Women celebrated in service

"This is the time to pause and remember the sacrifices that were made by so many, so that we can enjoy the freedom we have in our wonderful country."

Evie Smith lights a memorial candle at NAJEX's Anzac Day service at the NCJWA Hall in Woollahra on April 24. Photo: Shane Desiatnik
Evie Smith lights a memorial candle at NAJEX's Anzac Day service at the NCJWA Hall in Woollahra on April 24.

THE substantial role that the National Council of Jewish Women of Australia (NCJWA) played in the WWII war effort was celebrated on April 24 at a well-attended NSW Association of Jewish Ex-Service Men and Women (NAJEX) Anzac Day service at NCJWA Hall in Woollahra.

NCJWA NSW president Maxine Bachmayer paid tribute to Dr Fanny Reading, who founded NCJWA in 1923, and “who used to say that service is the rent we pay for the space we occupy in this world”.

Presenting a leaflet about the organisation’s first 25 years, Bachmayer said, “Through the combined efforts of the volunteers, they undertook an extraordinary amount of work,” from supporting newly arrived refugees, to raising money for a range of charities.

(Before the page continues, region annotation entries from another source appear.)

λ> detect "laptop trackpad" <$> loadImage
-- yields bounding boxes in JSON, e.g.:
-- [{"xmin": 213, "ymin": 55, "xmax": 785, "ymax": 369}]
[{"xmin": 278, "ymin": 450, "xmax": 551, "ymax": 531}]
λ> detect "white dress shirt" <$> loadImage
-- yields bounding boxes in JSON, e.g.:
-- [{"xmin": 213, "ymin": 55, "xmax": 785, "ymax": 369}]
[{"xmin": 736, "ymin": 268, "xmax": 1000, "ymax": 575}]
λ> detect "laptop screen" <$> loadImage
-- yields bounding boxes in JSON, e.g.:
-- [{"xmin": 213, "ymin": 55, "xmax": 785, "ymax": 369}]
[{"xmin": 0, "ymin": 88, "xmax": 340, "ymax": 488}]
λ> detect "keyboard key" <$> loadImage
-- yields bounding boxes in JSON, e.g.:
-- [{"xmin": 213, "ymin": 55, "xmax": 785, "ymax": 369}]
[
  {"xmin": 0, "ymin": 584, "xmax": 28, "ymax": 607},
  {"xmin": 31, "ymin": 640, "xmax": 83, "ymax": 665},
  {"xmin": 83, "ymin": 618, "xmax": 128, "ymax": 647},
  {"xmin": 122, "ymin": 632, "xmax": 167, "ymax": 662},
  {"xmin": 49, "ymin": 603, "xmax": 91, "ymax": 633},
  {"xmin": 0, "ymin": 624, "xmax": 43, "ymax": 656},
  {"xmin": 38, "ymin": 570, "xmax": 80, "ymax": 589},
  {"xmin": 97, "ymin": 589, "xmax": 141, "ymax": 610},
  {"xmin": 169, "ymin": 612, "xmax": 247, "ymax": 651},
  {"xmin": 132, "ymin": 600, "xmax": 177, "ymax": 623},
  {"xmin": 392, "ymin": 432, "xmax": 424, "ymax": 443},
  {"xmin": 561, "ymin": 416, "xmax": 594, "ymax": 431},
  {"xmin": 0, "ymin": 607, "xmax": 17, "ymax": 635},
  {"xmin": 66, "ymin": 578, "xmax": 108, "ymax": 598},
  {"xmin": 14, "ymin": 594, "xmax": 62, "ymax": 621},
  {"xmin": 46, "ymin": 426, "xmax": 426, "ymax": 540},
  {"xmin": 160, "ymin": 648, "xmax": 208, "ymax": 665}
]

“On the day after the outbreak of WWII, they were galvanised into action, sewing comfort items for the fighting forces.

“Later, they established the remarkable NCJWA kiosk in Martin Place, where 300 volunteers cooked hundreds of meals per day, raising 4303 pounds for the Lord Mayor’s Australian Comforts Fund.”

Other wartime achievements by the NCJWA included donating 3100 pounds for the building of the Sir John Monash Recreation Hut in Hyde Park, and raising 300,000 pounds for the Commonwealth War Loans program.

NAJEX president Roger Selby said it was great to see student leaders from all the Sydney Jewish schools, the 3rd Rose Bay Judean Scouts, the Mt Sinai College choir, and bugler Jonah Samuels from Moriah College, participate in the service.

“This is the time to pause and remember the sacrifices that were made by so many, so that we can enjoy the freedom we have in our wonderful country,” Selby said.

“Indeed, the current terrible situation in Ukraine, which we see nightly on our television screens, really brings it home to us just what many of them went through.”

When introducing the service, Rabbanit Judith Levitan said just as the process of “active remembering” is a key part of the recently completed Jewish festival of Passover, it is also central to Anzac Day.

“We celebrate the Anzac values of courage, mateship, teamwork, and self-sacrifice, and we promise to incorporate these ideas into our lives,” she said.

Colonel David Wilkins, whose extensive military career included a leadership role in the 50th Battalion deployed to Vietnam in 1969, spoke of the army regulars, conscripts, and less experienced reinforcements, who despite finding themselves in the thick of jungle-based warfare, “accepted, faced and overcame each challenge together, just like the Anzacs before them”.